In supercapacitor technology, N-doped activated carbon (NAC) is an advanced electrode material that significantly outperforms traditional activated carbon. While standard activated carbon relies almost entirely on the Electrical Double Layer Capacitance (EDLC) mechanism (storing charge via ion adsorption), nitrogen doping introduces a secondary storage mechanism called Pseudocapacitance. 

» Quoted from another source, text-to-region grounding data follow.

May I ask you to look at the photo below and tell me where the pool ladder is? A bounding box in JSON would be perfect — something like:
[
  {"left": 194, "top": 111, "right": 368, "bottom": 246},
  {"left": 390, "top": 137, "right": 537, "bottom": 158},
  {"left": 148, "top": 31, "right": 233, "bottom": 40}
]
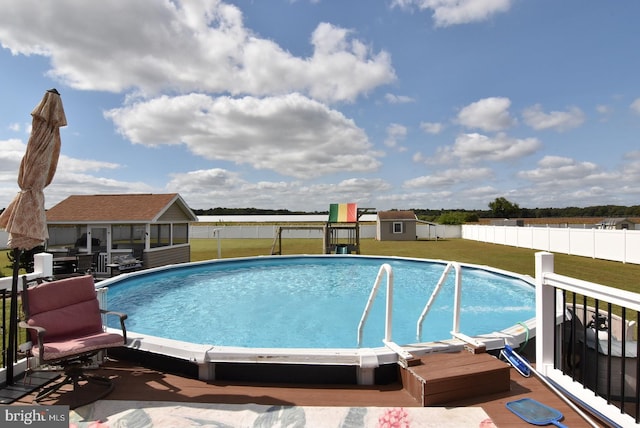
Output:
[
  {"left": 357, "top": 262, "right": 483, "bottom": 362},
  {"left": 356, "top": 263, "right": 413, "bottom": 361}
]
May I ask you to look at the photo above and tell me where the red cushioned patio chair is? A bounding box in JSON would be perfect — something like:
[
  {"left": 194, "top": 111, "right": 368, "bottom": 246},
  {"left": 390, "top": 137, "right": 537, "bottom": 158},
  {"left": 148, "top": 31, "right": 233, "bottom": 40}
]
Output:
[{"left": 19, "top": 274, "right": 127, "bottom": 407}]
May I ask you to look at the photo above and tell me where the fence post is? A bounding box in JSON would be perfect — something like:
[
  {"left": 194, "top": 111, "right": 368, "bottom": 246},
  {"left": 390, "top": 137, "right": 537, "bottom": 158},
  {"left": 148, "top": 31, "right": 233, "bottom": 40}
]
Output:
[
  {"left": 623, "top": 228, "right": 627, "bottom": 264},
  {"left": 34, "top": 252, "right": 53, "bottom": 277},
  {"left": 535, "top": 251, "right": 556, "bottom": 376}
]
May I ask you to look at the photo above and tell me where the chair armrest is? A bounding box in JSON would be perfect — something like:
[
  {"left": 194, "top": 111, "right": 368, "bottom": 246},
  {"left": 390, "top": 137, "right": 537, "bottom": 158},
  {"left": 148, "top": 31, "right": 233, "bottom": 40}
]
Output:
[
  {"left": 18, "top": 320, "right": 47, "bottom": 359},
  {"left": 101, "top": 309, "right": 128, "bottom": 342}
]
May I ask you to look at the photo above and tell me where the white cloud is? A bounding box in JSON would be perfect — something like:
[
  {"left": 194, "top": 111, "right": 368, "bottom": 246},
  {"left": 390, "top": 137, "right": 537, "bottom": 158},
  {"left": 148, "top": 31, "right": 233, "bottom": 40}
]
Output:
[
  {"left": 0, "top": 139, "right": 27, "bottom": 170},
  {"left": 0, "top": 139, "right": 154, "bottom": 208},
  {"left": 376, "top": 183, "right": 502, "bottom": 209},
  {"left": 420, "top": 121, "right": 444, "bottom": 134},
  {"left": 631, "top": 98, "right": 640, "bottom": 115},
  {"left": 47, "top": 173, "right": 155, "bottom": 205},
  {"left": 385, "top": 93, "right": 415, "bottom": 104},
  {"left": 167, "top": 169, "right": 391, "bottom": 210},
  {"left": 457, "top": 97, "right": 516, "bottom": 132},
  {"left": 0, "top": 2, "right": 394, "bottom": 103},
  {"left": 522, "top": 104, "right": 585, "bottom": 131},
  {"left": 57, "top": 155, "right": 120, "bottom": 173},
  {"left": 516, "top": 156, "right": 621, "bottom": 194},
  {"left": 105, "top": 93, "right": 382, "bottom": 179},
  {"left": 167, "top": 168, "right": 246, "bottom": 194},
  {"left": 7, "top": 123, "right": 20, "bottom": 132},
  {"left": 412, "top": 152, "right": 426, "bottom": 163},
  {"left": 384, "top": 123, "right": 408, "bottom": 149},
  {"left": 403, "top": 167, "right": 493, "bottom": 188},
  {"left": 518, "top": 156, "right": 597, "bottom": 181},
  {"left": 430, "top": 132, "right": 541, "bottom": 164},
  {"left": 621, "top": 151, "right": 640, "bottom": 177},
  {"left": 509, "top": 153, "right": 640, "bottom": 208},
  {"left": 390, "top": 0, "right": 512, "bottom": 27}
]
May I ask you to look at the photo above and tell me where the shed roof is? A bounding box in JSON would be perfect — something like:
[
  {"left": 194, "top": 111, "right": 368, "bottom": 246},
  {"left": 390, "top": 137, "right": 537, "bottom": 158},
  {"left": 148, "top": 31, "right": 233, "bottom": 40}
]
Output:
[
  {"left": 377, "top": 210, "right": 416, "bottom": 220},
  {"left": 46, "top": 194, "right": 197, "bottom": 223}
]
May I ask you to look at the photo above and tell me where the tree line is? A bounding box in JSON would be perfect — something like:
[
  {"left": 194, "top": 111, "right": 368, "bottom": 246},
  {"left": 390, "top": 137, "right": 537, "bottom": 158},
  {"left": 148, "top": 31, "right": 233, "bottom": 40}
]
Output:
[
  {"left": 194, "top": 207, "right": 322, "bottom": 216},
  {"left": 415, "top": 198, "right": 640, "bottom": 224},
  {"left": 192, "top": 199, "right": 640, "bottom": 225}
]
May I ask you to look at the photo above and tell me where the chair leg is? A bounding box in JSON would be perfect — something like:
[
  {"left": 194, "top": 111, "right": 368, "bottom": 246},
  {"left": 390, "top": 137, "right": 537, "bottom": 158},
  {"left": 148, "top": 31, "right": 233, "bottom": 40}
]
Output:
[
  {"left": 34, "top": 363, "right": 114, "bottom": 409},
  {"left": 34, "top": 375, "right": 74, "bottom": 402}
]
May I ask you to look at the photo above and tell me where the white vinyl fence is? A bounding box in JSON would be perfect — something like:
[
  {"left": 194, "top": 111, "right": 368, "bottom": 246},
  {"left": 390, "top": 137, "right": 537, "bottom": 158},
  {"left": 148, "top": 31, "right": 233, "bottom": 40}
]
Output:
[
  {"left": 463, "top": 224, "right": 640, "bottom": 265},
  {"left": 0, "top": 224, "right": 461, "bottom": 250},
  {"left": 190, "top": 223, "right": 462, "bottom": 240}
]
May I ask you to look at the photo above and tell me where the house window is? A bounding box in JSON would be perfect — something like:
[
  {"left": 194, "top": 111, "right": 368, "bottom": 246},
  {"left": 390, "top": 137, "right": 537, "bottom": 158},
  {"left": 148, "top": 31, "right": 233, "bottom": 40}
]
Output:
[
  {"left": 112, "top": 224, "right": 146, "bottom": 248},
  {"left": 393, "top": 222, "right": 403, "bottom": 234},
  {"left": 47, "top": 225, "right": 82, "bottom": 248},
  {"left": 150, "top": 224, "right": 171, "bottom": 247},
  {"left": 173, "top": 223, "right": 188, "bottom": 244}
]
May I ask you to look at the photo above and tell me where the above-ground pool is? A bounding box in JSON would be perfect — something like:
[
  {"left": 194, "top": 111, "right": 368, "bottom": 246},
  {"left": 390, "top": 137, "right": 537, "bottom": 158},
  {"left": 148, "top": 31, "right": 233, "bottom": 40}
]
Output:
[{"left": 105, "top": 255, "right": 535, "bottom": 349}]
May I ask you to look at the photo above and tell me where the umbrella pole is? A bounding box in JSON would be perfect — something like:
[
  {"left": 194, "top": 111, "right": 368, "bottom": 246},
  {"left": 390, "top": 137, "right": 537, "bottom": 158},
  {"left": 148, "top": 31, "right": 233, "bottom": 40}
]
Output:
[{"left": 5, "top": 248, "right": 21, "bottom": 386}]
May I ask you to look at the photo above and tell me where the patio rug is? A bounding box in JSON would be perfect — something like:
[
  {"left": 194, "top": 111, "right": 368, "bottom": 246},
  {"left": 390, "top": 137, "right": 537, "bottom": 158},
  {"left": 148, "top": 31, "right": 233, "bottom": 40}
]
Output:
[{"left": 70, "top": 400, "right": 496, "bottom": 427}]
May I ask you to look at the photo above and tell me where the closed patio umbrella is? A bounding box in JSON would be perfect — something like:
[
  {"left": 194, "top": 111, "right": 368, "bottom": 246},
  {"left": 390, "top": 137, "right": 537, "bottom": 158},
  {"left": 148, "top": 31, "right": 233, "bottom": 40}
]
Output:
[{"left": 0, "top": 88, "right": 66, "bottom": 385}]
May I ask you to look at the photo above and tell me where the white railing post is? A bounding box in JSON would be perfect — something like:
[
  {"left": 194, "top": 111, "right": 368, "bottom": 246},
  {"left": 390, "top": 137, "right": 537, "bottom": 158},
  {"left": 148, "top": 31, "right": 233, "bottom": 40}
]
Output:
[
  {"left": 623, "top": 228, "right": 627, "bottom": 264},
  {"left": 535, "top": 251, "right": 556, "bottom": 375},
  {"left": 34, "top": 252, "right": 53, "bottom": 277},
  {"left": 384, "top": 268, "right": 393, "bottom": 343},
  {"left": 450, "top": 263, "right": 462, "bottom": 334},
  {"left": 211, "top": 228, "right": 221, "bottom": 258}
]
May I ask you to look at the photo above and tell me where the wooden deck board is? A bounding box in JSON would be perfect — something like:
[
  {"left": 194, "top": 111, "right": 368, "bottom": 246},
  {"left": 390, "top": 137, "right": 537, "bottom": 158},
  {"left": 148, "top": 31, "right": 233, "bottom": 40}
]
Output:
[{"left": 13, "top": 358, "right": 607, "bottom": 427}]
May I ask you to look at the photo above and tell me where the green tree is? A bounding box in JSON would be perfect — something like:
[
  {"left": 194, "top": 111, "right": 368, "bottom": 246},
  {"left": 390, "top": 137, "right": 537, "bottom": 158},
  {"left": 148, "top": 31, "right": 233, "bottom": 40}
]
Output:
[
  {"left": 6, "top": 246, "right": 45, "bottom": 274},
  {"left": 437, "top": 211, "right": 467, "bottom": 225},
  {"left": 488, "top": 197, "right": 520, "bottom": 218}
]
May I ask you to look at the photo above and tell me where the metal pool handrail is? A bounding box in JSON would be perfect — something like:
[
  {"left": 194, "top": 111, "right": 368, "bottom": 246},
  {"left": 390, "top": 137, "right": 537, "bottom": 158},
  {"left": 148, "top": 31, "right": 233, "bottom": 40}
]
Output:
[
  {"left": 357, "top": 263, "right": 394, "bottom": 347},
  {"left": 356, "top": 263, "right": 414, "bottom": 360},
  {"left": 416, "top": 262, "right": 461, "bottom": 341}
]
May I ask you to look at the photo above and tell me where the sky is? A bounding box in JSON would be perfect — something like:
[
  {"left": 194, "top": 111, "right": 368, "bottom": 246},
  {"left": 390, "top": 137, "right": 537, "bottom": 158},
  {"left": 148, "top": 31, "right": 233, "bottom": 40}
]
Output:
[{"left": 1, "top": 0, "right": 639, "bottom": 213}]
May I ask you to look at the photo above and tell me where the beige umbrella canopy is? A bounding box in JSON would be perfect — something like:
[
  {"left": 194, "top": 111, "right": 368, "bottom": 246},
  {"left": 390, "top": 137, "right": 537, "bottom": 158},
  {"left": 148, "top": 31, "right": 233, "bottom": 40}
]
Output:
[
  {"left": 0, "top": 88, "right": 67, "bottom": 249},
  {"left": 0, "top": 88, "right": 66, "bottom": 385}
]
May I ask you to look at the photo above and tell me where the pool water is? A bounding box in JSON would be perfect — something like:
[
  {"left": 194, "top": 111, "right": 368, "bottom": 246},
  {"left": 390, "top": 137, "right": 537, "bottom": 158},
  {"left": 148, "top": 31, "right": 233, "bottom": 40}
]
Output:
[{"left": 106, "top": 256, "right": 535, "bottom": 349}]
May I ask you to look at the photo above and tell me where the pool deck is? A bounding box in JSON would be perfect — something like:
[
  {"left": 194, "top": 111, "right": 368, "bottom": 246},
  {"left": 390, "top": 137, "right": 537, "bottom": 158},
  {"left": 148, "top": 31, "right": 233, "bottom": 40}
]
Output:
[{"left": 13, "top": 357, "right": 605, "bottom": 427}]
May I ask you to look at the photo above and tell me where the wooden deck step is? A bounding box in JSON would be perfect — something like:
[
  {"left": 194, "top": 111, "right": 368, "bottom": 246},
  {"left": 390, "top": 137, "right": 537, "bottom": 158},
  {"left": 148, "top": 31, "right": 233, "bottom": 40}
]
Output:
[{"left": 401, "top": 351, "right": 510, "bottom": 406}]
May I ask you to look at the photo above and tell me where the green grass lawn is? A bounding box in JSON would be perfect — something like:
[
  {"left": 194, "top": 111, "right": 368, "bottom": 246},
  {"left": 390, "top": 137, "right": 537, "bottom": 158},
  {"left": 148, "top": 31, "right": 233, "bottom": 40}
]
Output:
[
  {"left": 190, "top": 238, "right": 640, "bottom": 293},
  {"left": 2, "top": 237, "right": 638, "bottom": 290}
]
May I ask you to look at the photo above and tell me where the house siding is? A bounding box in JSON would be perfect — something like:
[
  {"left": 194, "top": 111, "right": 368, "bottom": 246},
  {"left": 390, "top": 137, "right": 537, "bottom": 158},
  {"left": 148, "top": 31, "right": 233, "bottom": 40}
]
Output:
[
  {"left": 158, "top": 203, "right": 193, "bottom": 222},
  {"left": 377, "top": 220, "right": 416, "bottom": 241},
  {"left": 376, "top": 210, "right": 418, "bottom": 241}
]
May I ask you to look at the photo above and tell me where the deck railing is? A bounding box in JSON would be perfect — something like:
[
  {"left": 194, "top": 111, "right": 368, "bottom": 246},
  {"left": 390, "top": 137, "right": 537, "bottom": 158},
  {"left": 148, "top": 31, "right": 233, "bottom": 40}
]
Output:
[
  {"left": 535, "top": 251, "right": 640, "bottom": 427},
  {"left": 0, "top": 253, "right": 53, "bottom": 383}
]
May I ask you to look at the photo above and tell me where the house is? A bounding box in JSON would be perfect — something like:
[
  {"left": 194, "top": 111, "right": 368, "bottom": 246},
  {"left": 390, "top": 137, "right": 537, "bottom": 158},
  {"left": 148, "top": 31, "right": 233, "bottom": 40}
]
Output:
[
  {"left": 46, "top": 193, "right": 198, "bottom": 275},
  {"left": 376, "top": 210, "right": 417, "bottom": 241},
  {"left": 596, "top": 217, "right": 636, "bottom": 230}
]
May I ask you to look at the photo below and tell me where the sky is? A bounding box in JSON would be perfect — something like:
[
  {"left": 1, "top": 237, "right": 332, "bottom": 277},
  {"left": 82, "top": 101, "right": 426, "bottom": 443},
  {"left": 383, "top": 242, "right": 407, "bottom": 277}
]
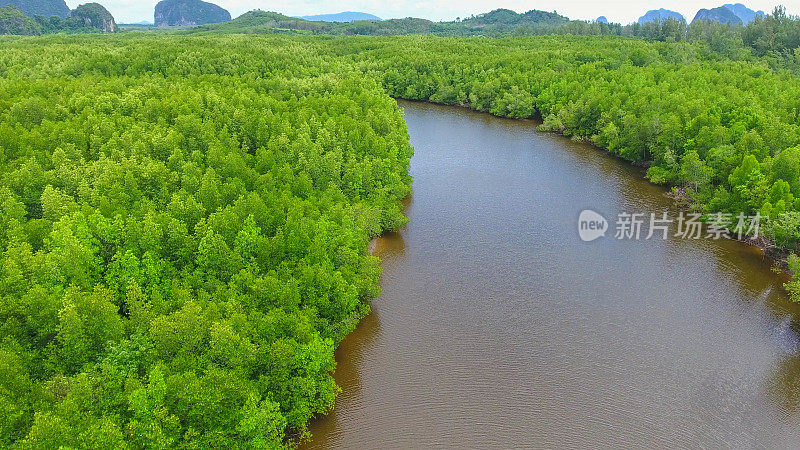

Nitrogen atoms are typically incorporated into the carbon lattice in four main configurations: Pyridinic-N, Pyrrolic-N, Graphitic-N (Quaternary), and Pyridine-N-oxide. Each plays a specific role: (1) Pseudocapacitance: Pyridinic and pyrrolic nitrogen sites participate in fast, reversible Faradaic (redox) reactions with the electrolyte ions. This can nearly double or triple the specific capacitance compared to undoped carbon. (2) Improved Wettability: Nitrogen is more electronegative than carbon, which increases the surface polarity. This makes the carbon "hydrophilic," allowing the aqueous electrolyte to penetrate deep into the smallest micropores. (3) Enhanced Conductivity: Graphitic nitrogen (quaternary N) donates electrons to the delocalized π-system of the carbon framework, significantly lowering the internal resistance (ESR) and improving the power density.

Notes: Please try to store the N-doped activated carbon powder in a dry place.

References: 

1. Y. Wang, et al. A melamine-assisted chemical blowing synthesis of N-doped activated carbon sheets for supercapacitor application, J. Power Sources, 2016, 319, 262-270.
2. Z. Gao, et al. Graphene incorporated, N doped activated carbon as catalytic electrode in redox active electrolyte mediated supercapacitor, J. Power Sources, 2017, 337, 25-35. 
3. F. Yao, et al., Effective adsorption/electrocatalytic degradation of perchlorate using Pd/Pt supported on N-doped activated carbon fiber cathode, J. Hazardous Mater., 2017, 323, 602-610.